13th November 2019, Mumbai | Speaker : Mr. Ranga Iyer & Mr. Kewal Handa

The Government of India has been working overtime to bring transparency in the working and management of corporate boards. The institution of Independent Directorship, over the course of last 5 years moving to achieve this statutory objective.

The tenth edition of “Perspective” a unique CXO round table panel discussion was organized by Sapphire Human Solution on 13th November 2019 at Grand Hyatt, Mumbai to discuss the opportunity to rise to a corporate board as an independent director. The Panel was lead by distinguished corporate leaders Mr. Ranga Iyer & Mr. Kewal Handa, joined by 18 other CEOs, Managing Directors, CXOs from companies of diverse industries.

The discussion covered composition of the boards, role of an Independent Directors, selection and appointment of the directors, Board Committees and their role. It is an advantage for the people who are already working as part of the executive management in a company as they have experience of managing a company and are already aware about the functioning of the board. The Government has now tightened the norms of who can become an independent director and also plans to implement a written test to prequalify the prospective candidates, this has lead to a big exodus of Independent directors, creating an opportunity for the current CXOs.

The developments in the boards of various companies over last couple of years triggered a heated discussion on the role of Independent Directors in bringing transparency and compliance to the board. Firstly the objective of one to become an independent director should be to bring the best practices and experience to the management of the board and secondly, one should be prepared to bring a change in the strategy and policy of the company & board, dominant attitude of the promoters in favor of a compliant & independent board. Thirdly one has to perform an advisory role to all the matters to reported to them.

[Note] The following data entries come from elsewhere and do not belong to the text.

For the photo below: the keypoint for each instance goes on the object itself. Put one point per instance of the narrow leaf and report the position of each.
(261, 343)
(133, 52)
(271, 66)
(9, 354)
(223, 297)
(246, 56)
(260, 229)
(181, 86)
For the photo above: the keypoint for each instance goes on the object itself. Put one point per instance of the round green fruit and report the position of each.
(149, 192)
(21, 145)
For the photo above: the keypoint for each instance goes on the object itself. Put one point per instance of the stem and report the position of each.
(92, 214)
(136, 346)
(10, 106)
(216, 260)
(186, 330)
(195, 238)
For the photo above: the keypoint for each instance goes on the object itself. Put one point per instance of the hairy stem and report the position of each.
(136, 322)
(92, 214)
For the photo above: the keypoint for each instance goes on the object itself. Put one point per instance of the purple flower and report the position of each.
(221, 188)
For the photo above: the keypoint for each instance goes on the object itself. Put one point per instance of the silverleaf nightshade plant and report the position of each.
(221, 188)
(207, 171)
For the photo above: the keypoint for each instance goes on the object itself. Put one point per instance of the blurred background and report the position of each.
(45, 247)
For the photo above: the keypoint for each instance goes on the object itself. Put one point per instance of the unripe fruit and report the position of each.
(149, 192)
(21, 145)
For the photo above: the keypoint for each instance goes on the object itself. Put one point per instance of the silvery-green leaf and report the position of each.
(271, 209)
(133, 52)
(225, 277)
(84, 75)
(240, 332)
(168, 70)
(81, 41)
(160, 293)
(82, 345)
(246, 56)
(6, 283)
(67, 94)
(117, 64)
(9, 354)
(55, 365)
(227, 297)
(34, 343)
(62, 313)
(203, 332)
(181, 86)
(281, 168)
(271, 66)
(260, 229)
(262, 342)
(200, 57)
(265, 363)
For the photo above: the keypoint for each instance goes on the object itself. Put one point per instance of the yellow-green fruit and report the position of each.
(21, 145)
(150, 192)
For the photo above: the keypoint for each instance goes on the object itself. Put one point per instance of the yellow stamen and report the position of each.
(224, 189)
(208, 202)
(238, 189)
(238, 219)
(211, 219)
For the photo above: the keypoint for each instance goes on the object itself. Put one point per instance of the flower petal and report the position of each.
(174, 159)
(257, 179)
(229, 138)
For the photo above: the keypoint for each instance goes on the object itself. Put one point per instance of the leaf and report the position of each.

The role of committees were also discussed especially the audit committee, the CSR Committe and the nomination & remuneration committee(NRC), the matters related to compliance fall under the audit committee, selection of the members of the board and executive team is the domain of NRC. Companies now need to have an established whistleblower policy, in its absence, the concerns can be raised to the head of audit committee, who is always an independent director. The CSR committee, which is also led by an independent director, plays an important role in deciding the CSR initiatives to be undertaken by the company.

The institution of independent directorship needs to be built like a community so as to bring in values and consciousness to the working of a board as well as best practices from across the globe. The success of a board will percolate into the values systems of a company.